ぺんじん

オオカミの家のぺんじんのレビュー・感想・評価

オオカミの家(2018年製作の映画)
4.2
これぞジ・アート系映画!少女な不安な気持ちが家の壁面に表現されてゆく様は狂気に満ちていて素晴らしい。
かつてチリにあったドイツ系の農民コミューン。そこから逃げ出した女の子の不安と妄想が壁に映し出されていく様子はペンキがドロドロ流れていく感じもあって狂気!オープニングで一見コミューン紹介ビデオみたいになっている所も不気味だね!
ペンキで壁に絵を描いてはそれを塗り潰してアニメーションにしていく感じは本当に途方もない時間が掛かっただろうなと思う。紙人形を少しずつ作ってアニメーションにしたり、逆再生も使っているので本当に労力が凄い…「オオカミ」に襲われまいとして、閉じられた空間で2匹の豚と共同生活しようとする女の子の不安に満ちた心情がそのまま気持ち悪い壁のアニメーションに表現されているは本当に凄みがある…

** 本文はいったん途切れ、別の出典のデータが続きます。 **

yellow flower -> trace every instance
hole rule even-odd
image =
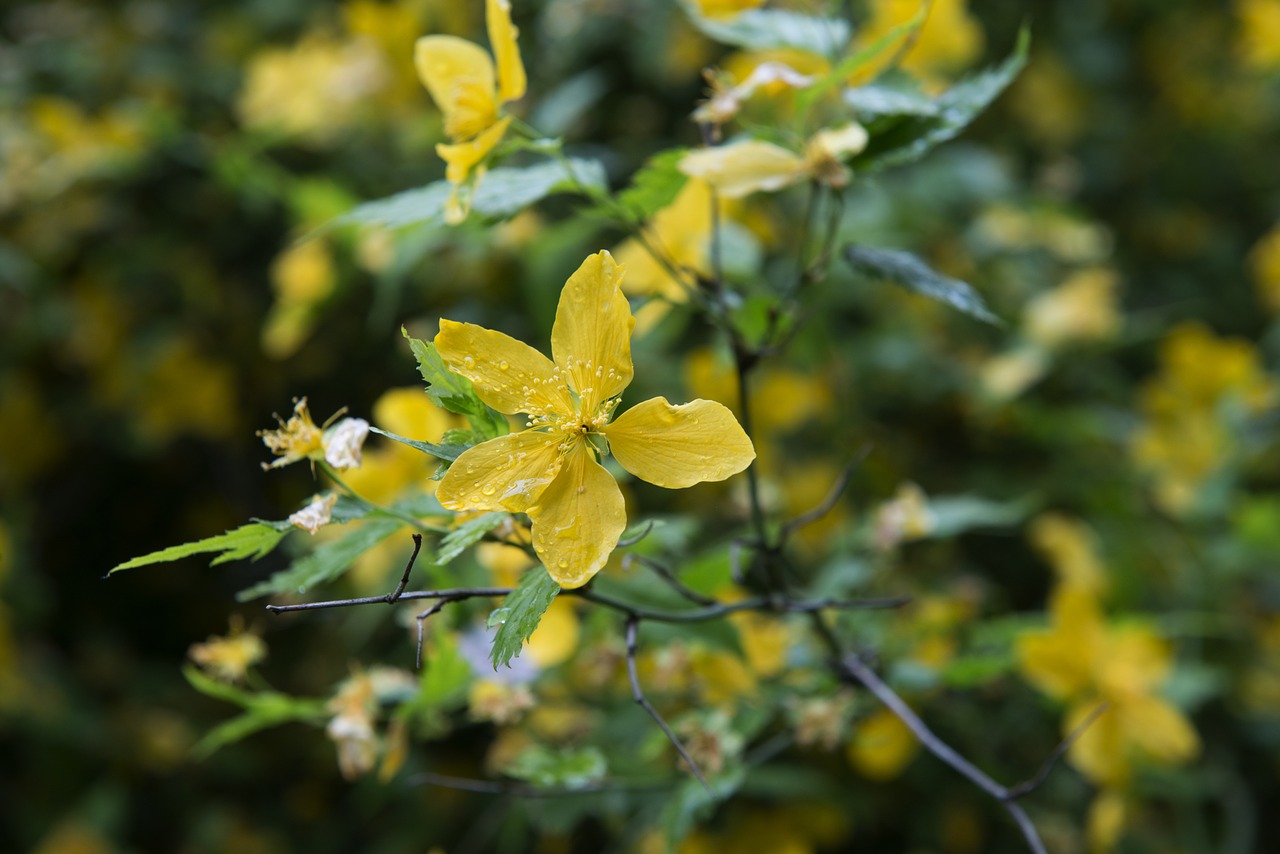
[[[1058,583],[1099,593],[1107,570],[1098,559],[1097,538],[1084,522],[1059,513],[1042,513],[1031,523],[1031,545],[1053,566]]]
[[[680,171],[701,178],[725,198],[781,190],[811,178],[831,187],[849,185],[849,170],[842,162],[867,146],[862,125],[829,128],[814,134],[804,154],[759,139],[691,151],[680,161]]]
[[[1280,223],[1249,251],[1249,267],[1262,304],[1272,314],[1280,314]]]
[[[871,16],[858,30],[858,45],[874,43],[919,10],[920,0],[872,0]],[[902,67],[933,84],[972,62],[984,41],[982,26],[969,14],[966,0],[932,0],[914,39]]]
[[[457,36],[423,36],[414,48],[418,77],[444,114],[444,132],[452,141],[436,146],[445,162],[445,177],[454,185],[445,211],[451,223],[465,219],[470,206],[459,189],[473,172],[479,177],[482,169],[477,167],[511,123],[510,116],[498,115],[499,108],[525,92],[524,63],[516,43],[519,31],[511,23],[509,0],[487,0],[485,19],[493,56]]]
[[[1116,308],[1118,285],[1119,278],[1106,267],[1074,273],[1027,304],[1023,312],[1027,336],[1049,348],[1112,337],[1121,322]]]
[[[1069,703],[1064,732],[1107,704],[1071,745],[1071,764],[1096,783],[1114,785],[1129,778],[1135,756],[1173,765],[1199,752],[1191,722],[1156,693],[1172,666],[1164,641],[1142,626],[1108,626],[1094,595],[1081,587],[1058,588],[1050,613],[1052,628],[1019,638],[1023,676]]]
[[[435,346],[489,406],[529,416],[528,429],[467,450],[436,496],[450,510],[528,513],[533,547],[562,587],[600,571],[626,526],[622,492],[597,461],[612,453],[636,477],[668,489],[724,480],[755,459],[727,408],[655,397],[613,420],[631,382],[635,320],[608,252],[565,283],[551,330],[554,361],[501,332],[440,322]]]
[[[1236,54],[1260,71],[1280,68],[1280,2],[1236,0],[1240,31]]]
[[[920,742],[897,715],[887,709],[858,722],[845,755],[868,780],[892,780],[906,770],[920,750]]]
[[[256,632],[246,630],[242,620],[232,617],[226,637],[211,636],[193,644],[187,654],[215,679],[241,682],[250,667],[267,657],[267,645]]]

アート的には面白いんだけど、最初から最後まで狂気に満ちているので抑揚が無くてちょっと単調かなと感じてしまう部分はある。なんかトリエンナーレとかで見たことあるような感じ。
ただこの迫力のある気持ち悪いアニメーションはまさに唯一無二!狂気の表現の裏にコミューンの政治的抑圧を感じさせるとこも素晴らしい。まさに目を開けたまま見る悪夢だ!